If they lose a case based around an ambiguously worded law hand them a new law.

The libertarian/Bush era would be to shout “MUH PRIVATE COMPANY” the conservative thing to do is to actually do something, if this case loses write to your state house rep about passing legislation that would turn this case into a winner.

Alinsky RULE 4: “Make the enemy live up to its own book of rules.”

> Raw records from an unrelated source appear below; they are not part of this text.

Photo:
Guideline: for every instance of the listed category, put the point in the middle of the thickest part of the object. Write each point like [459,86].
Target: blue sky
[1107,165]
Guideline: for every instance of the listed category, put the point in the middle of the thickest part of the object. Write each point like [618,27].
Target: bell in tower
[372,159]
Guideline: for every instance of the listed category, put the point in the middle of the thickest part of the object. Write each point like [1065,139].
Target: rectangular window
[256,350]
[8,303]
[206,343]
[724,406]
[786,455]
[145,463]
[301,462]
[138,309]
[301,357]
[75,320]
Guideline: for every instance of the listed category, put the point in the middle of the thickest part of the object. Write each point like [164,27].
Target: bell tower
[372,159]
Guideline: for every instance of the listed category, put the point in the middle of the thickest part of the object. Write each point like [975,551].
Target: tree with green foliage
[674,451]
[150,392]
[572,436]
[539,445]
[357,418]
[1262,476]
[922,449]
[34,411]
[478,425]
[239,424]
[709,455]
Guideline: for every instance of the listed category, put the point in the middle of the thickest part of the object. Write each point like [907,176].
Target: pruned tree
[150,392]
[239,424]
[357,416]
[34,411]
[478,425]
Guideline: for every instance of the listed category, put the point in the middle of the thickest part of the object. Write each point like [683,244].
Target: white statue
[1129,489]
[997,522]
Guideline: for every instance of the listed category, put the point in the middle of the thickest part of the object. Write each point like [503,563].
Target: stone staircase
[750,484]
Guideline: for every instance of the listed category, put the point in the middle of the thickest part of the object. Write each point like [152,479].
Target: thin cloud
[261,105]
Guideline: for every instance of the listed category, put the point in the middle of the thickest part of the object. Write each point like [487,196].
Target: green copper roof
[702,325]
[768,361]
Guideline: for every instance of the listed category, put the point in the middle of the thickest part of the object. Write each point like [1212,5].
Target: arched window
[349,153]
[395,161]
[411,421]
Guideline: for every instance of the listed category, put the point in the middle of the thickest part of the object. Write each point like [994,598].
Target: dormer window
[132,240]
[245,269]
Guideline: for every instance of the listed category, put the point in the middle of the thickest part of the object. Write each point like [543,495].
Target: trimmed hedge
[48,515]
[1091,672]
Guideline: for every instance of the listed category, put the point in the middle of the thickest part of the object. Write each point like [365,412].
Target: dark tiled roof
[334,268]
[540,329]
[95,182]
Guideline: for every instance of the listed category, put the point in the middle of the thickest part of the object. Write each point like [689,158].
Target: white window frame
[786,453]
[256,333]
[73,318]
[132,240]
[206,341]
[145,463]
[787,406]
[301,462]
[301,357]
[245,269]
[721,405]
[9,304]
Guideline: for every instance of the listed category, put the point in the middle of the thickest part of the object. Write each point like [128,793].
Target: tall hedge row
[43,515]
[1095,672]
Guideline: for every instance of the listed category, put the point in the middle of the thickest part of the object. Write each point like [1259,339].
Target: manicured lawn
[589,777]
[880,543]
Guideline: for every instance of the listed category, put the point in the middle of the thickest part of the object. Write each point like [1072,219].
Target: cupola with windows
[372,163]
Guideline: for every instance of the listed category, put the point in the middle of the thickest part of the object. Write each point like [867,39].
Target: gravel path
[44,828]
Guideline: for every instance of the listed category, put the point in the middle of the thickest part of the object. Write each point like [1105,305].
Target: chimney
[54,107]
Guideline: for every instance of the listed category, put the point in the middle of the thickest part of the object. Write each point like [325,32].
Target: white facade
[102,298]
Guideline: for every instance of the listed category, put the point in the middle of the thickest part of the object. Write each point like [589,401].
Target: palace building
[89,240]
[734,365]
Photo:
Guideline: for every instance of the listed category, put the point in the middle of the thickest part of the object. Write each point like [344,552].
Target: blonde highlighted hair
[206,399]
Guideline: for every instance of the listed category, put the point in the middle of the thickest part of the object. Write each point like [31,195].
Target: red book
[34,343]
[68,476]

I love the attempt, but any lawsuit set up like the EEOC complaint above would probably get tossed because Title VII / Pregnancy Act has always viewed employment benefits as a sex discrimination: men vs women employees. If an employer deems “baby murder” to be, say, healthcare–notwithstanding the particular state’s law on abortion which would then govern health insurance benefits (which are controlled by state law)–and if the healthcare is 100 miles away, etc., then a company likely can do that under federal law as long as it allows the same add-on benefit for all “healthcare” travel. But if a company were to single out abortion as the only qualification, then the only Title VII-covered violation that the court might recognize would be against men, specifically because of sex discrimination. Non-pregnant women or non-murderous pregnant women are not a protected class. [Trannies are now, thanks to off-his-meds moron, Neil Gorsuch, but I digress]. I have heard that other companies want to pay benefits to kill unborn babies outright. That would definitely violate the Pregnancy Act because it discourages childbirth. But the Lyft policy doesn’t seem to do that–it seems to be merely a mileage stipend to find adequate “care.” An expecting mother would never want an OB-GYN clinic hundreds of miles from home, so it would be almost impossible to prove the Lyft mileage benefit, even if only for abortion, would be unfair specifically to aspiring mothers. It would be much easier to prove that employer add-on health benefits, limited to only a single female health issue, violates Title VII against men, irrespective of the Pregnancy Act. Then again, I expect pro-life states to contend that such benefits are de facto “insurance,” which are regulable by the state, and in the case of abortion–per Dobbs–are wholly under state jurisdiction. And if “insurance” sovereignty doesn’t fly in state courts, then pro-life states are already preparing to test new “conspiracy” laws, whereas conspiracy within state territory to commit a crime elsewhere is still a crime in the state in which the conspiracy occurred. That inevitable federal court case will be much more fun, as it will shove the secession fork much further into our Turkey Republic than any obtuse attempt to persuade case-law-addled federal law clerks that mothers should be protected against anti-mothers.